The friction in this final-day picture is not between tidy narratives but between tight margins and competing permutations. Tottenham’s superior goal difference made their survival the likelier outcome even before Sunday’s matches kicked off, and their victory on the day converted that probability into fact. But across the table, the fates of clubs chasing Europe still turned on matches at 4pm and the results elsewhere; Brentford and Chelsea, Brighton, Liverpool and Aston Villa all held threads that could reorder who plays in which continental competition next season.

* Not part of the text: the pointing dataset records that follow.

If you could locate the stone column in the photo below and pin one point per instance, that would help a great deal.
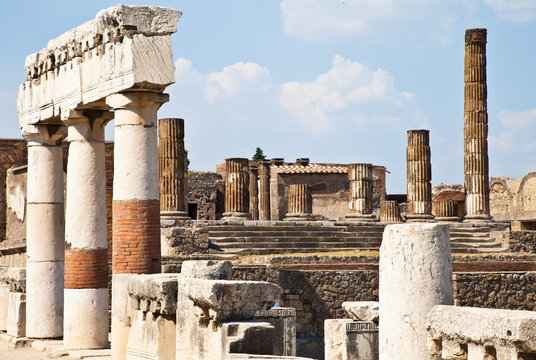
(475, 131)
(264, 190)
(415, 275)
(136, 205)
(419, 176)
(446, 210)
(45, 235)
(360, 177)
(172, 159)
(253, 193)
(86, 259)
(389, 212)
(236, 189)
(300, 203)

In the end the clearest conclusion is simple: Tottenham’s win ended the immediate relegation panic for them and, by doing so, ended West Ham’s required lifeline — the only route that would have kept the Hammers up was for Spurs to slip. For managers and fans who spent the week bracing for a cliff edge, that is no small thing. Roberto de Zerbi’s plea that clubs have "to stay alive" still matters for those teams with lingering hopes, but on Sunday the numbers sided with Tottenham and the fate of many others was left to permutations and 90 minutes played simultaneously elsewhere.